Health literacy is considered an important determinant of health disparities. It is therefore important to have insight into health literacy skills of the general population within countries. Little is known on the health literacy skills of the general population in EU member states. The aim of our study was to examine whether census data can be used to provide a reliable indication of health literacy skills on population level in EU member states.
Methods
Dutch data derived from the European Health Literacy Survey (HLS-EU) and the Adult Literacy and Life Skills Survey (ALL) were used to develop prediction models to predict subjective (self-reported) and objective (tested) health literacy. The HLSEU data includes a subjective measure of health literacy and the ALL an objective measure. Stepwise linear regression analyses were applied to build one model to predict subjective health literacy and one to predict objective health literacy based on a random 2/3 of the Dutch HLS-EU data and ALL data.
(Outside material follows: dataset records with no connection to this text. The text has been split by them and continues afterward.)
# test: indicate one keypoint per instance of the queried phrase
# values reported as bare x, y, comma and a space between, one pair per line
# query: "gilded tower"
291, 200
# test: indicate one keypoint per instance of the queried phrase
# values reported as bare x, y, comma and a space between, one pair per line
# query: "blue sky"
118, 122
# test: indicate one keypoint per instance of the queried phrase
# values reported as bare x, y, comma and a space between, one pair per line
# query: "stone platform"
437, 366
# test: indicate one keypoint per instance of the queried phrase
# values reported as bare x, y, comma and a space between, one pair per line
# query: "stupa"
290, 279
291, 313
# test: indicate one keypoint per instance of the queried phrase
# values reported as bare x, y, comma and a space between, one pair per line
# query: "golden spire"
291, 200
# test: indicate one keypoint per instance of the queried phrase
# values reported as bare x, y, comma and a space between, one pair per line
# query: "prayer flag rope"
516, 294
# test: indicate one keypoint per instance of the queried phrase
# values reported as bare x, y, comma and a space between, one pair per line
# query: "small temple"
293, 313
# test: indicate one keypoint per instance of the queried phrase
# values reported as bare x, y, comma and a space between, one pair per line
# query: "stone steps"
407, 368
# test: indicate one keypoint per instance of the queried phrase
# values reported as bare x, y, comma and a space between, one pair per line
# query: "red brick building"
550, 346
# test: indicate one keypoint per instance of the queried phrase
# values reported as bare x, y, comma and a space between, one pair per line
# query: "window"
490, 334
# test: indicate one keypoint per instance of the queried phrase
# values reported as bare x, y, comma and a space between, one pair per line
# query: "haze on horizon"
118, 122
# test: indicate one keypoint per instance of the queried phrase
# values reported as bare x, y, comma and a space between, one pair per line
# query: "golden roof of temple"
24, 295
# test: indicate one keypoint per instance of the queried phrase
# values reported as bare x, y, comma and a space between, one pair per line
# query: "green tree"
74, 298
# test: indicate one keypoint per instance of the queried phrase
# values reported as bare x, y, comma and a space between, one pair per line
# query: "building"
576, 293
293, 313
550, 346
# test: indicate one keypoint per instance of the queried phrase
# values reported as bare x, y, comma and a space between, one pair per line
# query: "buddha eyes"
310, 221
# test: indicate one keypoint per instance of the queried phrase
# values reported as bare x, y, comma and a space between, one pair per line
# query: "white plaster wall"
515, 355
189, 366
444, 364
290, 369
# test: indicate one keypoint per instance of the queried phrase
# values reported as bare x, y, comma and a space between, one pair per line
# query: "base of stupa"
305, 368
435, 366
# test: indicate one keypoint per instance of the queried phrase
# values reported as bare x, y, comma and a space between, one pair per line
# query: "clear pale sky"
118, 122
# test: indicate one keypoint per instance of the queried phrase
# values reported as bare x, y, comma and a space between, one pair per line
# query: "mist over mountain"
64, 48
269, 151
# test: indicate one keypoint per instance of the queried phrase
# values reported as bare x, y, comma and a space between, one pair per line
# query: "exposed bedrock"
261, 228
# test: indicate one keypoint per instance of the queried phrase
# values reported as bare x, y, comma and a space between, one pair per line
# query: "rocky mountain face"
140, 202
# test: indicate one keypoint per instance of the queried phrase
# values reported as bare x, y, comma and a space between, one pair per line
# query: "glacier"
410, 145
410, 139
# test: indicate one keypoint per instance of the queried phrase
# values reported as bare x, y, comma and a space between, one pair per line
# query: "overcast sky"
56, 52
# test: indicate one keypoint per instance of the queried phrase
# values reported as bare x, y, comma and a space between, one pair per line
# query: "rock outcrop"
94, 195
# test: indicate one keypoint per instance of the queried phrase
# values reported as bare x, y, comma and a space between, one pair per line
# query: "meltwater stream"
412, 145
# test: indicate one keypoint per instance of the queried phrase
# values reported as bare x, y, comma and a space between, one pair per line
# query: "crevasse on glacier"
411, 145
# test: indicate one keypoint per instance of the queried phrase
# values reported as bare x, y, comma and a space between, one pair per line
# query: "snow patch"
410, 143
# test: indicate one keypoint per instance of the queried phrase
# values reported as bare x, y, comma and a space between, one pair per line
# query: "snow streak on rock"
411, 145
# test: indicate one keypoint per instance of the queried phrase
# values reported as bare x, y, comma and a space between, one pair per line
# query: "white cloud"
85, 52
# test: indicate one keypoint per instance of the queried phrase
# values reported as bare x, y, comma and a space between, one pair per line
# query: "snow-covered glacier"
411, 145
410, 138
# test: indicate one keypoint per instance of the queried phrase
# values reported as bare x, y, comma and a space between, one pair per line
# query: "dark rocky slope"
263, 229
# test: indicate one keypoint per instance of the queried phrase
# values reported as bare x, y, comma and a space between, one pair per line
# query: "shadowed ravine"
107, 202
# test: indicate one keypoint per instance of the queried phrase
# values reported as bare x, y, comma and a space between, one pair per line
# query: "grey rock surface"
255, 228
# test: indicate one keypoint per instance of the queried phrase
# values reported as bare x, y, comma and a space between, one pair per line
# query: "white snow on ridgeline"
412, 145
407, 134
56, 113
The models were validated based on the remaining 1/3 of both datasets and on HLS-EU data from seven other EU countries.
Results
Level of education, age, sex, income, working status and urbanization were included as predictors in the models. In the final models that included merely significant predictors (p < .05), education was an important predictor of subjective as well as objective health literacy. Age and working status significantly predicted objective health literacy. Sex and income significantly predicted subjective health literacy. The prediction models provided a reliable indication of health literacy when applied in the same population. The reliability of the models in other EU countries varied per country.
Conclusions
Census data can provide a reliable estimation of national health literacy levels in most countries. The prediction models can be used to provide an indication of health literacy when health literacy measures are absent.